What the pipeline does
Raw transaction files (CSV) are ingested into a secure, immutable layer (Bronze). Each run validates every row. Rows that pass are written to the reporting-ready layer (Silver); rows that fail are quarantined with clear error reasons. Rows that are duplicates or exceed retry limits are condemned and never used for reporting. Only runs that meet the defined quality thresholds are allowed to update the “current” dataset used for month-end reporting.
How control and reliability are measured
Eight headline metrics are tracked:
- Quarantine rate — Share of rows held back for review (kept low and stable by design).
- Condemned rows — Rows permanently excluded (duplicates and retry exhaustion); promotion is capped when this is high.
- Pipeline success rate — Proportion of runs that complete successfully.
- Promotion gate — Whether a run was allowed to update reporting data (runs that exceed thresholds are blocked).
- Data freshness — How up to date the data in the reporting layer is.
- Records validated and promoted — Number of rows that passed checks and were promoted to reporting.
- Error breakdown — Main reasons rows were quarantined or condemned, to support remediation of upstream issues.
- Run traceability — Every run is tied to a unique execution ID and full logs for audit.
This month
[Insert 1–2 sentences with actual numbers, e.g. quarantine rate X%, Y runs succeeded, Z records promoted, and any notable error reason or action taken.]
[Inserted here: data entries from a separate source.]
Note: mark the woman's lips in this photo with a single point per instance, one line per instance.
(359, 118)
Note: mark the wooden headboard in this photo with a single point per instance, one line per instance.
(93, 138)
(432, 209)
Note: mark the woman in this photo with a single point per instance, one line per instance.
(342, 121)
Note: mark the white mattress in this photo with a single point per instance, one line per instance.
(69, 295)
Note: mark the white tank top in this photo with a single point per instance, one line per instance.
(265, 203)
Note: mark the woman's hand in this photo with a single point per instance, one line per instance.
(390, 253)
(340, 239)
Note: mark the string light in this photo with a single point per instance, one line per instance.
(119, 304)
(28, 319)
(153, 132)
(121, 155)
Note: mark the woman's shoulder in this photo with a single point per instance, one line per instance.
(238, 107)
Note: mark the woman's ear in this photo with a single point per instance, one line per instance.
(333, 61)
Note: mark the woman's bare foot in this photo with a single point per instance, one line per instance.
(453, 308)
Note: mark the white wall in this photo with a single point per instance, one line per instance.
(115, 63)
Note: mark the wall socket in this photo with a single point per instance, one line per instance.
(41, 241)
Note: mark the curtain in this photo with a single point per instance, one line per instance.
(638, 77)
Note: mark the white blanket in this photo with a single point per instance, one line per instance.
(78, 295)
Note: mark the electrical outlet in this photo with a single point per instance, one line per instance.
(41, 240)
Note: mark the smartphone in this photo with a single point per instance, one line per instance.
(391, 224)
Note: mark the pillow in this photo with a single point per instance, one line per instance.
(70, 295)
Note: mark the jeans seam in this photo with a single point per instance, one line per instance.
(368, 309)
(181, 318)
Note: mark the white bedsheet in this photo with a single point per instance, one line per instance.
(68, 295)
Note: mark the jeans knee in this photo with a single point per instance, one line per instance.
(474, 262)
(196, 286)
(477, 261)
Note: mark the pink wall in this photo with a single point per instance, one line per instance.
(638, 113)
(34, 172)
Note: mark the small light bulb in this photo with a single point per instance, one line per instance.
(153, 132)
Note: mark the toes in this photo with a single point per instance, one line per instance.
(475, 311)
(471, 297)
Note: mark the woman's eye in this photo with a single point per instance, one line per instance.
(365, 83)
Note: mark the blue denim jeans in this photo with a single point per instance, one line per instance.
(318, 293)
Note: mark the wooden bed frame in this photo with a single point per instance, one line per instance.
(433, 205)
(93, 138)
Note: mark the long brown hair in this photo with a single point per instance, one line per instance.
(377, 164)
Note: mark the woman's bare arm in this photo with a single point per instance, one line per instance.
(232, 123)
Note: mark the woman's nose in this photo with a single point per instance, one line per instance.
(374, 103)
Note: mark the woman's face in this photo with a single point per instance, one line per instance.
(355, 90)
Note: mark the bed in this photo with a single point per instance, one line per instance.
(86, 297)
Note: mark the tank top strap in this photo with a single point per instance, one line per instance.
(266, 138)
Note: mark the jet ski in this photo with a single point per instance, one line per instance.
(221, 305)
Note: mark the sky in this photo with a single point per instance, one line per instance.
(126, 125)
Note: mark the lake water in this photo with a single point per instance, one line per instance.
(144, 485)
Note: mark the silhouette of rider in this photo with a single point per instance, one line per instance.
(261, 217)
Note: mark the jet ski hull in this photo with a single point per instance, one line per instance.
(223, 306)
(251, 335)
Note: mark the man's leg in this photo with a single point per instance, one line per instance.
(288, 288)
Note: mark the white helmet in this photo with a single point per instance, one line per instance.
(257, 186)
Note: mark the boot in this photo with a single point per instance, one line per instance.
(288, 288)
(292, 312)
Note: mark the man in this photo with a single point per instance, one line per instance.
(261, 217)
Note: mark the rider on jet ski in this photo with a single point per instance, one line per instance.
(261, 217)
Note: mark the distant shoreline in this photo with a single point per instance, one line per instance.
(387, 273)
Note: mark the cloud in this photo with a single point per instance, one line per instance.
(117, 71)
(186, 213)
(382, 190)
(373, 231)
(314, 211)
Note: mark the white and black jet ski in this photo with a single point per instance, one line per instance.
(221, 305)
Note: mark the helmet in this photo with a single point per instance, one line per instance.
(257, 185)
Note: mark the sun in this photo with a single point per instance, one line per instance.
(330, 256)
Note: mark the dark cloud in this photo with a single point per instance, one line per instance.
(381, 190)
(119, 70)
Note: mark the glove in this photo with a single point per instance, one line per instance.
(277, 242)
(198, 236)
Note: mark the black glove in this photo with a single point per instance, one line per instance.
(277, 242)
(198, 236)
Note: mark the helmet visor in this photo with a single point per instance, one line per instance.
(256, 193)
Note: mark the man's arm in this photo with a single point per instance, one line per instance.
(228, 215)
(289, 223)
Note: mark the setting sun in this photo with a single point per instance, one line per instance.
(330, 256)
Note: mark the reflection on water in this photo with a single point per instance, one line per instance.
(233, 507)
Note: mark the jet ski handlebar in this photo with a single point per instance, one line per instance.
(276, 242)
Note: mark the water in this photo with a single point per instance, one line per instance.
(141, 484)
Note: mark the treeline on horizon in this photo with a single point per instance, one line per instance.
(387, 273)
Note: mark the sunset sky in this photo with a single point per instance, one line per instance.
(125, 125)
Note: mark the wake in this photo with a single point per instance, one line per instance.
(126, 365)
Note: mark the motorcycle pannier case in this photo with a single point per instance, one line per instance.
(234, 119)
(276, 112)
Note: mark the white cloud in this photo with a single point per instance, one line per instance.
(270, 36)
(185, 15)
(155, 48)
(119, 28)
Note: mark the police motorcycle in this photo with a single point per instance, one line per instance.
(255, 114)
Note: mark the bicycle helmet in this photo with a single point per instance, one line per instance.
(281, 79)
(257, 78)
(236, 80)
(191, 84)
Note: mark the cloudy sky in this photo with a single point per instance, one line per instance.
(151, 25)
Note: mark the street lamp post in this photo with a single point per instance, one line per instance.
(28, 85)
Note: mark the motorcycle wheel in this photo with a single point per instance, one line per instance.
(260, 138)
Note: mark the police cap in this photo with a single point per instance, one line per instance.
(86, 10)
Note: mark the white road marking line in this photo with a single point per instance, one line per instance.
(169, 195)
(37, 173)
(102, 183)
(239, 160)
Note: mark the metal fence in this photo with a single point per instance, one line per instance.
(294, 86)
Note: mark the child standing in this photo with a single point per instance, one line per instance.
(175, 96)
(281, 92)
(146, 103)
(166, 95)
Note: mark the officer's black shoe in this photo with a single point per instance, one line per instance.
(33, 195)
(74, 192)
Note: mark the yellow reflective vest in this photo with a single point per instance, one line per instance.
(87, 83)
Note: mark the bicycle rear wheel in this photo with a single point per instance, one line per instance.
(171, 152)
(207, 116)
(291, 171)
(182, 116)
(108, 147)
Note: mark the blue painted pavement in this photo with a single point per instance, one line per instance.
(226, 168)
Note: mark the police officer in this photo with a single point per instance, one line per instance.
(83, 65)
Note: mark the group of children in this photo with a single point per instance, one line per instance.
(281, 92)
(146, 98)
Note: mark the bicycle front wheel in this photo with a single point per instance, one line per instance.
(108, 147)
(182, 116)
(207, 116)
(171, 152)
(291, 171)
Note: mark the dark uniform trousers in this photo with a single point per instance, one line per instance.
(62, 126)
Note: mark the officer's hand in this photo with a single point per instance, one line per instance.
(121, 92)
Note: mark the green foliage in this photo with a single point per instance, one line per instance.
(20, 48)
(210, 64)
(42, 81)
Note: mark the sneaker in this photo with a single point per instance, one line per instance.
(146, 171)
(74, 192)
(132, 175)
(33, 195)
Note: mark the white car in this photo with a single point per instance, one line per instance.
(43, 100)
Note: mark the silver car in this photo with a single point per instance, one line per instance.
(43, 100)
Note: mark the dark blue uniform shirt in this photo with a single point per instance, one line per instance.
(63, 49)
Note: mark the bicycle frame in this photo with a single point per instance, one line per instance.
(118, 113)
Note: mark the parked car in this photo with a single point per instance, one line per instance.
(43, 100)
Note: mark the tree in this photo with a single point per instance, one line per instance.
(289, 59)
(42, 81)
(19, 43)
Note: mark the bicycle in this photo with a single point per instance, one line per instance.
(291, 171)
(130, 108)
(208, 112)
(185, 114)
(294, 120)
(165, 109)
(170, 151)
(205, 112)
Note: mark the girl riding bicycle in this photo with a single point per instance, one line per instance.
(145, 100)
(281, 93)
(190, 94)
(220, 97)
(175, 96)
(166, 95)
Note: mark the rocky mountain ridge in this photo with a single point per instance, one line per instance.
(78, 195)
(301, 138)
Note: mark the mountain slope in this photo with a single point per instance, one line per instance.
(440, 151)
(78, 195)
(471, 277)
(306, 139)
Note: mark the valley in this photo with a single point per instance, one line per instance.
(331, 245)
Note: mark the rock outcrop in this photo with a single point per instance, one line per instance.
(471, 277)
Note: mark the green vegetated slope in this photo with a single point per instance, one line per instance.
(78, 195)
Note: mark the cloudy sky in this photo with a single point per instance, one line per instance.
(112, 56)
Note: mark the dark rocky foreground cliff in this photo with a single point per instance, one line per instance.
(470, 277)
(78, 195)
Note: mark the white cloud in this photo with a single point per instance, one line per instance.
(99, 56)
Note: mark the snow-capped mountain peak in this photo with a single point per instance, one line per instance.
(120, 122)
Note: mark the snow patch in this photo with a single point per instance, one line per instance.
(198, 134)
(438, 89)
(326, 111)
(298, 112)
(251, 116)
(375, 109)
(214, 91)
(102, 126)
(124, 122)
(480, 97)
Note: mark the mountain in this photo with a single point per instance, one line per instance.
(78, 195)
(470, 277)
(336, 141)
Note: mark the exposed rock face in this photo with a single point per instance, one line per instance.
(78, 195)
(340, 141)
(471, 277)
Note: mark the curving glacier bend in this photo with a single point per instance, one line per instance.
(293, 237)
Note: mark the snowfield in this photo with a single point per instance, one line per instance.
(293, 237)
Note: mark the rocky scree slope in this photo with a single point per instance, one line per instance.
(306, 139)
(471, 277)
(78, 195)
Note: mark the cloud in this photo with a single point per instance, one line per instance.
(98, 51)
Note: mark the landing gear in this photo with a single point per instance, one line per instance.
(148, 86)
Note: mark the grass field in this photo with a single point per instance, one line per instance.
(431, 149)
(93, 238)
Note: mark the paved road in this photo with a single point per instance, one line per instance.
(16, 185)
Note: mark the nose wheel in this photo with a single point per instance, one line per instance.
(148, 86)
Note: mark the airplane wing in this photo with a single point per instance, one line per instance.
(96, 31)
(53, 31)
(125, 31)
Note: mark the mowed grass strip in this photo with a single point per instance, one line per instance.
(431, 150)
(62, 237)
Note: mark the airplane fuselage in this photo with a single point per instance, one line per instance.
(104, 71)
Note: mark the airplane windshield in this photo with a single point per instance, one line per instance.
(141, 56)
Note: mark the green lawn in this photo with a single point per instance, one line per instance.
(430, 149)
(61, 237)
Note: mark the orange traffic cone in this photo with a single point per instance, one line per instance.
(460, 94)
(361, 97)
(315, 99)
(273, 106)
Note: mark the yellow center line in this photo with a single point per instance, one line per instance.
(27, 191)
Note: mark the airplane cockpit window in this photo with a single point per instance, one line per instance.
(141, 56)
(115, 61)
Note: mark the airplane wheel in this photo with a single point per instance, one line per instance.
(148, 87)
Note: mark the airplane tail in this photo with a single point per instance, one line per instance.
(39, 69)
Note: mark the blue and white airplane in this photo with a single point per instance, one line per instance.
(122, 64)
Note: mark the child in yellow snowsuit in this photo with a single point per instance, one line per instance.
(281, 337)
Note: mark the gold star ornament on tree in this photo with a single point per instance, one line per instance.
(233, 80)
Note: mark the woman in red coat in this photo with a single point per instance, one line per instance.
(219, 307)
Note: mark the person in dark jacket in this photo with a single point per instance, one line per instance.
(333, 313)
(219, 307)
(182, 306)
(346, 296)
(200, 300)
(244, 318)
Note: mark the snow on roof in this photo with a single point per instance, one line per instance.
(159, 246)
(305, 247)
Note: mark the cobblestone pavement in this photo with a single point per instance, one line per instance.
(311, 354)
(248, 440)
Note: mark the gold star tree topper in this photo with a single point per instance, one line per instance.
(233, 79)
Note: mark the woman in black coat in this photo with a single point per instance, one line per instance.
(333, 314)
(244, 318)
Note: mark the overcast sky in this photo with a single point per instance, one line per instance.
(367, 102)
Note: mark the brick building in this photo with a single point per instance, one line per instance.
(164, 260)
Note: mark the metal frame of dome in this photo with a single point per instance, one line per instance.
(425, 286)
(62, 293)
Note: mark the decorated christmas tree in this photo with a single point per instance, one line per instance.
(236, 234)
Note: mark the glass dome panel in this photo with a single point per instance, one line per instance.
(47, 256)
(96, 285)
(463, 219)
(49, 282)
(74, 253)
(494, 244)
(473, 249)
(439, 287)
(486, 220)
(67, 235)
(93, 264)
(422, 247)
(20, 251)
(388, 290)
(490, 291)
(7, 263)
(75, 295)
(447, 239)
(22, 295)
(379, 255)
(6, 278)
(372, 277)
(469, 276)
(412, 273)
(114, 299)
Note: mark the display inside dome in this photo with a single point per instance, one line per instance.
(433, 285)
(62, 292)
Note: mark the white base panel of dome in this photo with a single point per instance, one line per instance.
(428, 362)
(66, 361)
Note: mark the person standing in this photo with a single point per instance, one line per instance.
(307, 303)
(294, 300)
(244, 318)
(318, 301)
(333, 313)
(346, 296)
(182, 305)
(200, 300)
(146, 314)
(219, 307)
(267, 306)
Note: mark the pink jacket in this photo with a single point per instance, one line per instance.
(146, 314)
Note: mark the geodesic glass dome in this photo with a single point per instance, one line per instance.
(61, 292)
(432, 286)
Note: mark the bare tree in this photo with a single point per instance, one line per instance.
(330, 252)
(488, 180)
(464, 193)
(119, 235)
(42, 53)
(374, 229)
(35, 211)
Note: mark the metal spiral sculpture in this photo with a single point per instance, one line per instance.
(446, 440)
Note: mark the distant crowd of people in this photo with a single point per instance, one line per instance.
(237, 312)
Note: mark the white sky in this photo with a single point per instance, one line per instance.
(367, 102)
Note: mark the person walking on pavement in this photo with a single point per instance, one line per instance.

These metrics will continue to be shared in regular updates. For more detail, the technical appendix lists all available metrics and where they are produced. If you have questions, contact the Data Platform Team.
Satisfies Business Case §5 – Communication and Documentation.
5) Technical Appendix Outline
High-level outline only (no full text). Purpose: list all other metrics, how they are computed, where they are stored/queryable, and where to look when deeper questions arise.
-
Introduction
- Purpose of the appendix (reference for auditors, engineering, and follow-up questions).
- How it relates to the stakeholder email and the eight headline metrics.
-
Data volume and flow
- Input/output row counts: source (ETL
metrics, _SUCCESS), CloudWatch names (InputRows, ValidRows, QuarantinedRows, CondemnedRows). - Bytes read/written: where set (pandas/Spark), CloudWatch (BytesRead, BytesWritten).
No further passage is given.